The ABI is way off its lows of April 2020, where it logged a dismal 29.5, yet there was another more modest decline in the last two months of 2020. This recent figure shows a positive reversal in that trend. That same post-cratering dip shows up in the project inquiries graph, but it too reversed in January 2021.
The specific data is a collection of mixed bag results with some up from last month and others down. For the regional data, there are two advancers and two decliners. Unfortunately, I live in one of the decliners.

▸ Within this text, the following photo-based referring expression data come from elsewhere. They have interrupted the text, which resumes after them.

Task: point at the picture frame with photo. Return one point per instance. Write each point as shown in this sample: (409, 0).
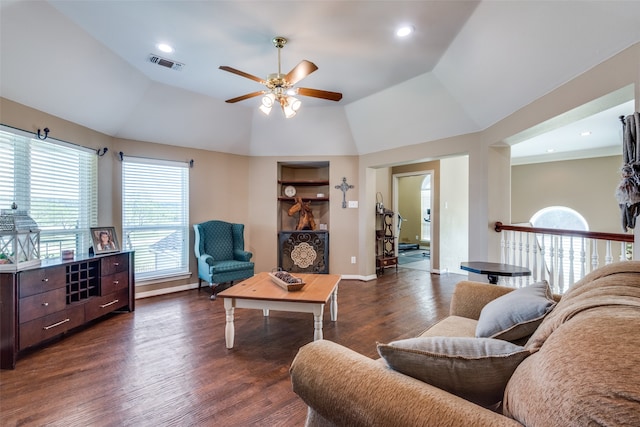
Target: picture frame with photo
(105, 240)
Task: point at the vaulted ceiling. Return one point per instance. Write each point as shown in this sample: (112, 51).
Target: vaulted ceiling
(467, 65)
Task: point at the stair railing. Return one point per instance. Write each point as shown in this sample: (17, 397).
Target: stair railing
(562, 257)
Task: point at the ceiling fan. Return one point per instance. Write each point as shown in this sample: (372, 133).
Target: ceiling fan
(280, 87)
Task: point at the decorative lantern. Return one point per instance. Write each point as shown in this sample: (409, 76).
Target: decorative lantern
(19, 240)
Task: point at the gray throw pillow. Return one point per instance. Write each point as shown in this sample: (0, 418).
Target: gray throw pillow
(517, 314)
(476, 369)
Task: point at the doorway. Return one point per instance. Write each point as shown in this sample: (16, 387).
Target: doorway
(413, 202)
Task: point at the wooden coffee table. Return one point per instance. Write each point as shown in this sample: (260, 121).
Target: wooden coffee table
(259, 292)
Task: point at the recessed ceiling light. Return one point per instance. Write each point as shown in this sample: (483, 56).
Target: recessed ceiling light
(404, 31)
(165, 48)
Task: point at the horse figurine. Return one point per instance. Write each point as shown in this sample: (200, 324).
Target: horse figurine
(305, 218)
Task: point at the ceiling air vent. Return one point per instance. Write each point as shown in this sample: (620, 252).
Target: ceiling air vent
(155, 59)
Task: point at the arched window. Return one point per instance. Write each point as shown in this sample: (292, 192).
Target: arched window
(559, 217)
(425, 206)
(566, 250)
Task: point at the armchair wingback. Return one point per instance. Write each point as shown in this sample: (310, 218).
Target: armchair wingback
(219, 249)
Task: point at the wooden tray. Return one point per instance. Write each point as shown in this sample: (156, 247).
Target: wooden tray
(285, 285)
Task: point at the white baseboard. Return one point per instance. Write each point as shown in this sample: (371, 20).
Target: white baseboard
(165, 291)
(358, 277)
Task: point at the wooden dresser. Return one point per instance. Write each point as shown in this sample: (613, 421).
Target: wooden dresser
(40, 303)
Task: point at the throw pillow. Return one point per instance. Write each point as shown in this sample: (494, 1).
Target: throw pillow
(476, 369)
(516, 314)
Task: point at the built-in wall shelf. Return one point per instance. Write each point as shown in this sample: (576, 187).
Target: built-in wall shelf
(304, 199)
(308, 182)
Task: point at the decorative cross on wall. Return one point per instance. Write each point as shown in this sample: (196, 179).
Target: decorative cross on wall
(344, 187)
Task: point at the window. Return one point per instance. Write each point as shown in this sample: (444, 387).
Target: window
(425, 198)
(561, 217)
(56, 183)
(155, 216)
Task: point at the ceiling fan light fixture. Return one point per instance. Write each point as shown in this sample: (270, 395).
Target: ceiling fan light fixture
(267, 103)
(290, 106)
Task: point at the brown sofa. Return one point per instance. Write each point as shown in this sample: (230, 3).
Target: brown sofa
(583, 366)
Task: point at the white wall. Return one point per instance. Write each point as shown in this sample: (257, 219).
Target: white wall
(454, 221)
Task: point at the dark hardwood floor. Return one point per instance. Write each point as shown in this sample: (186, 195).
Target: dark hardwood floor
(166, 363)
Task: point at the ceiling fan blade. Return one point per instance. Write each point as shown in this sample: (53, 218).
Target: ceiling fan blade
(317, 93)
(300, 71)
(243, 97)
(242, 73)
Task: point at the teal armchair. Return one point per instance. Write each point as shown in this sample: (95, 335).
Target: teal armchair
(219, 249)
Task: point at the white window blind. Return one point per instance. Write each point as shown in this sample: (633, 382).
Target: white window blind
(155, 216)
(56, 183)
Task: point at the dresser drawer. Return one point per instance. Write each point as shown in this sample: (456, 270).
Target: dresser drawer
(40, 305)
(114, 264)
(38, 330)
(99, 306)
(114, 282)
(387, 262)
(40, 280)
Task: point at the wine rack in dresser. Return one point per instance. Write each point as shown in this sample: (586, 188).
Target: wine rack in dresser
(42, 303)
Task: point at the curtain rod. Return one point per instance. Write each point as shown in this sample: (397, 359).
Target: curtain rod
(100, 151)
(121, 154)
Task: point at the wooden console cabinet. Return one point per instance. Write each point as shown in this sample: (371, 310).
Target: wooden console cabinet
(385, 242)
(44, 302)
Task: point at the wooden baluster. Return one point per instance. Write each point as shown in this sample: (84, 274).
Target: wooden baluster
(583, 258)
(571, 262)
(608, 258)
(534, 267)
(514, 248)
(552, 258)
(527, 249)
(560, 263)
(543, 260)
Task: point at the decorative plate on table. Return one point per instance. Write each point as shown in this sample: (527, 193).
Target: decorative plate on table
(289, 191)
(286, 281)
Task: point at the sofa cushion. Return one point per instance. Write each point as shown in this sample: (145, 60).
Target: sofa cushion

For the industry sector breakdown, the decliners outnumbered the advancers 3 to 1:
While institutional projects did not plumb the same depths as the three other sectors, it is clearly the laggard as the market corrects. The fits-and-starts of the ABI (and its subcategories) also loosely follows the Chicago Board of Options Exchange volatility index for stocks (VIX) which may suggest that billings are trending with greater economic sentiment (a theory I am wholly unable to prove/disprove but does make me wonder). Where as stock traders like volatility and the corresponding price changes, I am guessing most of us in the AEC world would prefer some stability. Hopefully the wild fluctuations are subsiding. Tune in next month for the one-year anniversary of the ABI's 38% drop to see how we have recovered since then.